We’d to wear wellies and coats and hairnets and latex gloves and the whole nine yards. Every last man of us on the production line was a woman. There was a bit of banter in the canteen
with some of the guys who worked in other parts of the plant, but you trudged in there, still wearing half the stuff, looking about as sexual as a Dalek. I couldn’t employ my assets. Looking
round you could barely tell one of us from the other. Well – Danny could. He came up to me and said he needed to take a swab.

‘Is that code?’ I said.

He ran some kind of lab in the place, or said he did, to make sure we don’t all die, or kill the customers, with some kind of bird lurgy. There wasn’t much of me he didn’t
investigate.

‘Is this standard procedure?’ I said. He was very, very clean. I pointed it out.

‘Scientific protocols,’ he said. I’m not sure I was so flattered by that.

‘And so, what can you do for
me
?’ I said. And lo and behold I became a receptionist – just like that. If that’s all it took then I could see my career in the
place going up like a meteor. Half a dozen office parties and I’d be vice president. But the truth is I
liked
being a receptionist. You get to meet lots of people and you can chat
and be nice to them if they deserve it, or send them in the wrong direction and make things generally rubbish if they’re not. I phoned Mark to tell him I got a promotion. I didn’t tell
him how I got it.

‘That’s marvellous,’ he said.

‘Too right,’ I said, ‘beats the hell out of fist-fucking dead poultry – excuse my French.’

Reception was a place where I could employ my assets, and I made the best of it. If we were really pushed for money I could get time and a half for Saturdays, or pull an extra shift downstairs
with the buggered birds, which I did sometimes, just to keep up with the girls and the factory floor chat.
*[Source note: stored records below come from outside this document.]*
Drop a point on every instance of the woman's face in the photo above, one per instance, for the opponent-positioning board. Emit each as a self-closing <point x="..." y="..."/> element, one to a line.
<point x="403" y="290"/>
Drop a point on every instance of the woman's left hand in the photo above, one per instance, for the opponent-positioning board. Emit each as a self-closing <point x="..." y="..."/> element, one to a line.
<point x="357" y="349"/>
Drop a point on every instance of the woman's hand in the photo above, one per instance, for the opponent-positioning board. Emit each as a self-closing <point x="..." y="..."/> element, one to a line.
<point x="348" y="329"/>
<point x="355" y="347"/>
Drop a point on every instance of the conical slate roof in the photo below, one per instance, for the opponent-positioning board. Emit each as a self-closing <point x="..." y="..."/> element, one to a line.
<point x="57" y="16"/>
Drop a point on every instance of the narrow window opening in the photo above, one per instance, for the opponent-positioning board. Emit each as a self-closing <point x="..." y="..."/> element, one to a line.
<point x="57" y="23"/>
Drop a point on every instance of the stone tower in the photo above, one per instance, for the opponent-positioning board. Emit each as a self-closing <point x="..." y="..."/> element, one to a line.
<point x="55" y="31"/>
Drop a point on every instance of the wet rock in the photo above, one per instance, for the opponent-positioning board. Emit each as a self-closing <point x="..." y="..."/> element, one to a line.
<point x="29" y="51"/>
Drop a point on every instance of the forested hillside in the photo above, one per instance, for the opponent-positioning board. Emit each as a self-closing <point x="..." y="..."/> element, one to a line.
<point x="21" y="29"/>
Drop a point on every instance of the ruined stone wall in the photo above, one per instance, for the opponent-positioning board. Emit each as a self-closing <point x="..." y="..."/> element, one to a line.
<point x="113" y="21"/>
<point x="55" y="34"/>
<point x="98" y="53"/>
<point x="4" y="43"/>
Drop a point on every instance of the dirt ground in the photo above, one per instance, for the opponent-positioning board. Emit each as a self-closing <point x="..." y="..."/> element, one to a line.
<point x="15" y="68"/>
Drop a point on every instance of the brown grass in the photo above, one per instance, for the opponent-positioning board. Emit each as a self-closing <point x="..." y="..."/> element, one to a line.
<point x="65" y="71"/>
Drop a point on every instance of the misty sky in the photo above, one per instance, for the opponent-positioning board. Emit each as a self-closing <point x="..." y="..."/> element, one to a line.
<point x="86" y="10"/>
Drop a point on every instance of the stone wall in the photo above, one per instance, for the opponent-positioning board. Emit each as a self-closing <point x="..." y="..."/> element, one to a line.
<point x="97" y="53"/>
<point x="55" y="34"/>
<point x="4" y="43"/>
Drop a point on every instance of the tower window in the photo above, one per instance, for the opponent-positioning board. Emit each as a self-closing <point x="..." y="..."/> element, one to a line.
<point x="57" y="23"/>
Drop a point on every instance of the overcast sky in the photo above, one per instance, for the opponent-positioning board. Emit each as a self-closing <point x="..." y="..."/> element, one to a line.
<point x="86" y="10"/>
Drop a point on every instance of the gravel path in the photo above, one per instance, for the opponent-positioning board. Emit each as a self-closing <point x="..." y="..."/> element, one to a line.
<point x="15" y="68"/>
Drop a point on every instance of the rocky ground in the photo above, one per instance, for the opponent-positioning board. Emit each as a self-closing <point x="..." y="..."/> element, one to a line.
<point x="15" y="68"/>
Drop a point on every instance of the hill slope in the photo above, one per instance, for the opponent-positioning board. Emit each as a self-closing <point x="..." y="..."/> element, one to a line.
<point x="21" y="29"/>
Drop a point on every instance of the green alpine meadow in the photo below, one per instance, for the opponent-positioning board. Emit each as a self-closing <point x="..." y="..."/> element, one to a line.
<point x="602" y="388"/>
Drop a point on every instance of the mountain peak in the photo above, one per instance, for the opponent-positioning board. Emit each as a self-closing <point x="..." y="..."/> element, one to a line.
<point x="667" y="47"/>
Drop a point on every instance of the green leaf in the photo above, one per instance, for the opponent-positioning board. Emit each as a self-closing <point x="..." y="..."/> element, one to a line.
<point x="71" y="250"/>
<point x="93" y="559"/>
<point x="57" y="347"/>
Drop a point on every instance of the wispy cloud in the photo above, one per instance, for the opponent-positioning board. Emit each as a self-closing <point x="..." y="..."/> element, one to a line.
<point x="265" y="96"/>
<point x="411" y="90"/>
All in all things were going very well. I couldn’t have been happier. Well actually I could. Well, truth be told, I wasn’t happy at all. I was fucking miserable. My first ever
Christmas without her was looming. I was dreading it. I told Ruth one titanic thing was missing in my life. ‘Kids?’ she said. ‘No – Gina!’ I said. She made a point of
cooking Christmas dinner. I offered.

‘I’m thinking of something more substantial than Pot Noodles,’ she said. Since I told her I loved her she seemed to be taking certain liberties, but I couldn’t take it
back because it was true.

‘Fair enough, but don’t go all sanctimonious about it. And another thing – no poultry. I’ve shaken hands with enough wishbones from the arse up to last me a
lifetime.’

So she made a pot roast. And we sat, the two of us, upstairs, at a table she laid out in the living room, some collapsible Formica thing she’d rescued from a canteen clear out. It sat
four, and you could see the four placings where the veneer had been worn out by countless plates and elbows and cutlery, like rocks rubbed out by geology. So we sit across from one another, beside
the two ghost settings. And suddenly I get this vision of what it would have been like, five years from now, if
she
hadn’t died and she hadn’t left. The four of us round the
table. Laughing. A little girl with her mum and two aunties who love her to distraction, confident as the focus of all that feeling, sitting with her own special paper hat. And a big tear plopped
off the end of my nose into the gravy. And I was just about to say ‘I can’t do this’ and get up from the table when I realised that would have been selfish. She was going through
this too. This was her way of coping, the way mine was to paste some slap on and go out for a knees up. And she had made this effort. She leaned across and rubbed my hand and said ‘Eat
up’ and I said ‘Merry Christmas’ and we pulled two crackers and put the hats on and read the jokes and she put on a CD,
Dean Martin’s Christmas Extravaganza
or
something. We were halfway through
Have Yourself A Merry Little Christmas
, that I must have heard a million times without listening when, for the first time, I actually pay attention to
the words. He croons out ‘Faithful friends who are dear to us, gather near to us once more’. I smile across at her but I swear to God I felt like one of those chickens, that some
gigantic hand had just taken a hold of my insides and pulled them out.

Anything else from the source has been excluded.